This exercise is a continuation of the stuff we did with caches
during class on Monday, May 27. Nothing to hand in, but you'll
likely find it worthwhile to have done this exercise once you
get the takehome final.
Goals
- Get some practice studying the behavior of different
types of caches
- Think about the effects of block size and associativity
on hit rate and total run time
Code
We'll be pretending to execute the following subroutine, assuming
$a0 = 9. That is, we're running the loop below through 8 iterations.
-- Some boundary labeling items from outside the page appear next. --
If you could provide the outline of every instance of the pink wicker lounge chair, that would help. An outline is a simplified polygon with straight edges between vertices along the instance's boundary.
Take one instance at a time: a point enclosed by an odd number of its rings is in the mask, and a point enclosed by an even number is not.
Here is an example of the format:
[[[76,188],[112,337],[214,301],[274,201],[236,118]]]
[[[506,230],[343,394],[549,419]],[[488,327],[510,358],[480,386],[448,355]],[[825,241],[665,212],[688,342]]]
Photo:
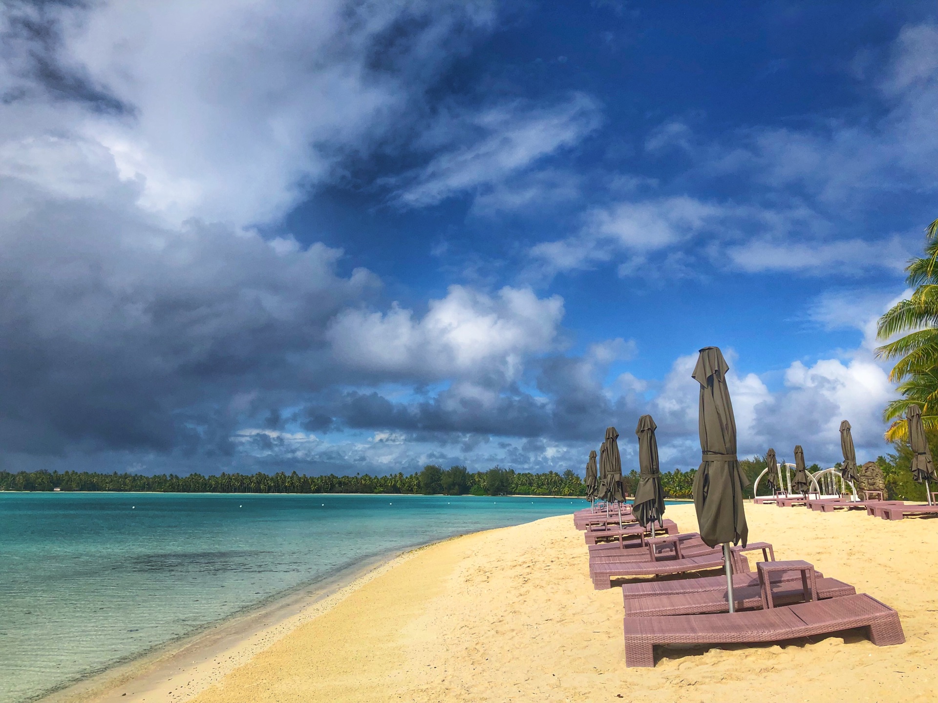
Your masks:
[[[704,544],[697,532],[685,534],[665,534],[660,537],[645,537],[644,545],[625,549],[604,549],[610,545],[595,545],[589,548],[590,568],[597,563],[615,561],[655,561],[665,559],[699,557],[702,554],[719,551]]]
[[[770,547],[764,542],[757,542],[747,547],[734,546],[731,549],[734,573],[751,571],[749,562],[742,555],[743,551]],[[592,561],[592,560],[591,560]],[[613,578],[625,576],[651,576],[668,574],[685,574],[693,571],[723,568],[722,549],[713,549],[697,556],[684,556],[680,559],[635,561],[625,560],[602,560],[590,564],[590,577],[597,591],[613,587]]]
[[[833,513],[835,510],[867,510],[869,514],[870,505],[878,505],[883,502],[892,502],[885,501],[812,501],[809,507],[820,513]],[[899,501],[898,502],[901,502]]]
[[[663,520],[663,525],[664,529],[660,529],[656,523],[657,533],[677,534],[677,525],[674,522]],[[651,528],[643,528],[637,522],[624,524],[621,528],[616,523],[610,525],[606,530],[587,530],[583,533],[583,539],[586,540],[587,545],[591,546],[598,545],[600,541],[614,542],[614,544],[621,546],[625,538],[632,537],[643,545],[646,534],[651,534]]]
[[[825,598],[840,598],[853,595],[856,589],[836,578],[817,578],[813,573],[809,588],[804,578],[804,570],[787,568],[788,564],[777,561],[773,572],[773,606],[791,605],[802,601]],[[807,565],[807,562],[806,562]],[[776,577],[775,575],[778,575]],[[695,580],[695,579],[690,579]],[[758,579],[746,586],[734,586],[733,600],[735,609],[752,610],[765,605],[763,587]],[[669,595],[645,596],[643,598],[624,598],[626,615],[628,617],[652,617],[660,615],[702,615],[704,613],[725,613],[729,611],[726,597],[726,579],[721,590],[687,591]]]
[[[775,506],[777,508],[793,508],[795,505],[805,505],[808,502],[808,499],[802,496],[788,498],[779,498],[775,501]]]
[[[908,505],[904,503],[900,505],[878,505],[874,511],[874,515],[884,520],[901,520],[906,516],[938,515],[938,505]]]
[[[655,536],[662,537],[669,534],[678,534],[680,530],[677,527],[677,523],[673,520],[662,520],[664,529],[661,529],[661,525],[655,523]],[[618,527],[618,526],[616,526]],[[611,550],[613,554],[622,551],[623,549],[632,549],[636,546],[647,546],[646,540],[652,539],[651,531],[648,528],[643,528],[637,523],[633,523],[626,527],[623,531],[623,534],[618,537],[613,537],[609,542],[596,542],[590,545],[587,541],[587,549],[589,549],[590,554],[595,552],[609,551]]]
[[[634,520],[632,517],[631,505],[622,506],[622,521],[628,522]],[[596,513],[589,513],[588,511],[582,514],[574,513],[573,514],[573,526],[577,530],[585,530],[589,525],[606,525],[615,523],[616,526],[619,524],[619,513],[616,510],[612,512],[598,511]]]
[[[878,647],[905,641],[899,614],[866,593],[741,613],[623,621],[627,666],[654,666],[655,645],[781,642],[856,627]]]
[[[776,562],[779,563],[779,562]],[[824,578],[824,574],[815,571],[817,578]],[[800,570],[787,570],[775,574],[772,583],[782,581],[800,581]],[[733,575],[733,588],[744,589],[759,585],[759,575],[756,572],[744,572]],[[726,593],[726,576],[697,576],[696,578],[675,578],[666,581],[643,581],[640,583],[625,583],[622,585],[623,601],[631,598],[651,598],[659,595],[682,595],[699,593],[705,591],[718,591]]]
# The fibonacci subroutine.
# Precondition: $a0 contains N
# Post-condition: $v0 contains the Nth fibonacci number, where
# f_0 = f_1 = 1, f_2 = 2, etc.
fib:
addiu $v0, $zero, 1 # current fibonacci number
addiu $t0, $zero, 1 # previous fibonacci number
addiu $t1, $zero, 1 # loop counter
fibloop:
sltu $t2, $t1, $a0
bnez $t2, fibbody
jr $ra
fibbody:
add $t2, $v0, $t0
move $t0, $v0
move $v0, $t2
addiu $t1, $t1, 1
b fibloop
Assumptions
- We have one cache + main memory
- The program and its data are already
loaded into main memory
- The address of fib is 0x00400040
- The cache starts out empty (i.e. all valid
bits are cleared (i.e. set to 0))
- Instruction execution time consists of:
- [FETCH] Fetch the instruction into an Instruction Register
- [DATA] If it's a lw, lb, sw, or sb, load or store data
- [EXECUTE] The rest of the datapath work
- Times
- FETCH
- instruction is in the cache already: 20ns
- instruction is not in the cache yet: 250ns
- DATA
- data is in the cache already: 20ns
- data is not in the cache yet: 250ns
- EXECUTE
Scenario #1
Here's our cache:
- direct-mapped
- 4 rows
- 4-byte blocks
Using the assumptions listed above, simulate the execution of the fib
subroutine, and answer these questions:
- How long did it take, in nanoseconds?
- What was the cache hit rate? (That is, count the total number
of times the desired instruction was in the cache already, and
divide it by the total number of instructions executed.)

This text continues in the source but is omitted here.